A Pennsylvania estate lawyer cannot assert attorney-client privilege or a work-product exception to quash a subpoena seeking her ex-client’s entire file to contest a will in Florida, the Pennsylvania Superior Court ruled.

West Palm Beach attorney Jami Huber is representing relatives of the late Clara Anna Claitor in a lawsuit filed in Osceola County challenging Claitor’s revised trust, which was prepared with the help of a Florida attorney, Superior Court President Judge Susan Peikes Gantman wrote in a nonprecedential Oct. 23 opinion

The change altered a trust originally prepared by Pennsylvania attorney Susan Noonan and cut out Huber’s clients in favor of making Claitor’s great-niece, Karen Nannette Woods, the sole beneficiary.

For the Florida action, Huber subpoenaed Claitor’s estate file from Noonan, but Noonan argued the documents were privileged and filed a motion to quash the subpoena or get a protective order in the Lehigh County Court of Common Pleas.

Huber of The Law Firm of Jami L. Huber asked the trial court to apply Florida law, which has a “testamentary exception” to attorney-client privilege that would make the documents sought discoverable.

Ultimately, Judge J. Brian Johnson largely sided with Huber, granting Noonan’s motion only to the extent that the subpoena requested ”opinion work product,” Gantman said.

Johnson found an actual conflict between Florida law and Pennsylvania law, which does not have a testamentary exception.
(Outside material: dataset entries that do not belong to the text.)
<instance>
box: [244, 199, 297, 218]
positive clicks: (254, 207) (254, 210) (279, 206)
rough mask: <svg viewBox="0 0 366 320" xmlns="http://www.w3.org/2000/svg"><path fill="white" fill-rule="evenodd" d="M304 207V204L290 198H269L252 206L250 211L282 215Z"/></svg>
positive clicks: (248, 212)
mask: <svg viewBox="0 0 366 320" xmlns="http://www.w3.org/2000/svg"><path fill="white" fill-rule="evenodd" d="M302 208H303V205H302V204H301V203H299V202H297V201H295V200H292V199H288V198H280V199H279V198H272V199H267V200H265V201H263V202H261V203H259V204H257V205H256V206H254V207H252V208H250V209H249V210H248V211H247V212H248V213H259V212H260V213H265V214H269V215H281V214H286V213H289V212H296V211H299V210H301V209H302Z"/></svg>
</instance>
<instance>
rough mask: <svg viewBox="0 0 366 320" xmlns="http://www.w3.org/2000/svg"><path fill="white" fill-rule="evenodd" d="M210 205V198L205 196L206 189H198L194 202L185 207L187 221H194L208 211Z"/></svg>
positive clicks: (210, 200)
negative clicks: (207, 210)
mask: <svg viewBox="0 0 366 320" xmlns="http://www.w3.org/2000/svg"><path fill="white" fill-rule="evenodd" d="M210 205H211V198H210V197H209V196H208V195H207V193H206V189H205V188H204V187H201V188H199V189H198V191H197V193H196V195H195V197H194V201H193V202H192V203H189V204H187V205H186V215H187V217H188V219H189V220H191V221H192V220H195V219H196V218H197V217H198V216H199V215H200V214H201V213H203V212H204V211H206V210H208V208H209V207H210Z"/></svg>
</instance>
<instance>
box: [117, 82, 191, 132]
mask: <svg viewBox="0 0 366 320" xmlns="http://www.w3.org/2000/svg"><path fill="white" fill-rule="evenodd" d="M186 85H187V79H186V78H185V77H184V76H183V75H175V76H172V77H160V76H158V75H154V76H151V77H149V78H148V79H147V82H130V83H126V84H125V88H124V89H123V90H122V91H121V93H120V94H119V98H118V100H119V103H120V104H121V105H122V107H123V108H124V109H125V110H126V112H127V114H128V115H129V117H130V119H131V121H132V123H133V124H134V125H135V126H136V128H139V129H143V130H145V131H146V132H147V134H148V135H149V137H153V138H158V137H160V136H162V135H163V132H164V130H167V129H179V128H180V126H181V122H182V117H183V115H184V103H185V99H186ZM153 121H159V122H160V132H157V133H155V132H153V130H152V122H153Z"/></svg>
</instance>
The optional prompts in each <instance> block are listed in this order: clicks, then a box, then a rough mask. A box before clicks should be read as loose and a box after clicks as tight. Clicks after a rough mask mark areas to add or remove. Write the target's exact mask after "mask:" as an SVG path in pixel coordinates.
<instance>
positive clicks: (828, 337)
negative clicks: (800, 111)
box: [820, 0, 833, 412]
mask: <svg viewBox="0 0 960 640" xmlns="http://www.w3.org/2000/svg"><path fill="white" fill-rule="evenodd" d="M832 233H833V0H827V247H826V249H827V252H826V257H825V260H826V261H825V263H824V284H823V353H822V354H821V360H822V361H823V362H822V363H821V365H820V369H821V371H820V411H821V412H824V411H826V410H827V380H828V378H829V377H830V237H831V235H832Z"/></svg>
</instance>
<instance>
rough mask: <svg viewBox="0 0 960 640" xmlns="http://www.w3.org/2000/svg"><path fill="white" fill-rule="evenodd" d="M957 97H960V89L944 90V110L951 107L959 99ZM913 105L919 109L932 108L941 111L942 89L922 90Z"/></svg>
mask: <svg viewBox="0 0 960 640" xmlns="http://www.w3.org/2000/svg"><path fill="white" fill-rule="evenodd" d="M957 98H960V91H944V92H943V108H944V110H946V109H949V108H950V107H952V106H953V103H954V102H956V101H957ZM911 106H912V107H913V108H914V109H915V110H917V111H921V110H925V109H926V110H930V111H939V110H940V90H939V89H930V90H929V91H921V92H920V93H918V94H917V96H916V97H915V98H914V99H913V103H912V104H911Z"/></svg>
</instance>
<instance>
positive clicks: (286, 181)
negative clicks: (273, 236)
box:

He also determined Florida had “the largest interest in the outcome of the underlying litigation.”

“Florida is where the underlying litigation is pending; Florida is where the defendants in that litigation reside; Florida is the situs of the trusts at issue in the underlying litigation; and the circuit court in and for Osceola County, Florida, probate division is where the ultimate outcome of the underlying case will be decided,” Johnson noted.

On appeal, Noonan argued Pennsylvania law should apply because Pennsylvania has the greater policy interest in applying its attorney-client privilege.

But Gantman, joined by Judges Lillian Harris Ransom and Maria McLaughlin, disagreed, finding the dispute was governed by Florida law.

“We agree a conflict exists between Florida and Pennsylvania law on this privilege and approve of the trial court’s choice of law analysis,” Gantman said. “Pennsylvania is not the forum state for that litigation, and Florida has the principal interest in its resolution. On the other hand, Pennsylvania has no interest in the outcome of the Florida case and is involved due only to a subpoena derivative of the Florida case.”

Counsel for Huber, Zachary Cohen of Lesavoy Butz & Seitz in Allentown, Pennsylvania, said he was pleased with the result but slightly disappointed the court didn’t use the case as an opportunity to adopt a testamentary exception in Pennsylvania.

Noonan’s attorney, Paul Troy of Kane, Pugh, Knoell, Troy & Kramer in Norristown, Pennsylvania, could not be reached for comment by deadline on Huber v. Noonan.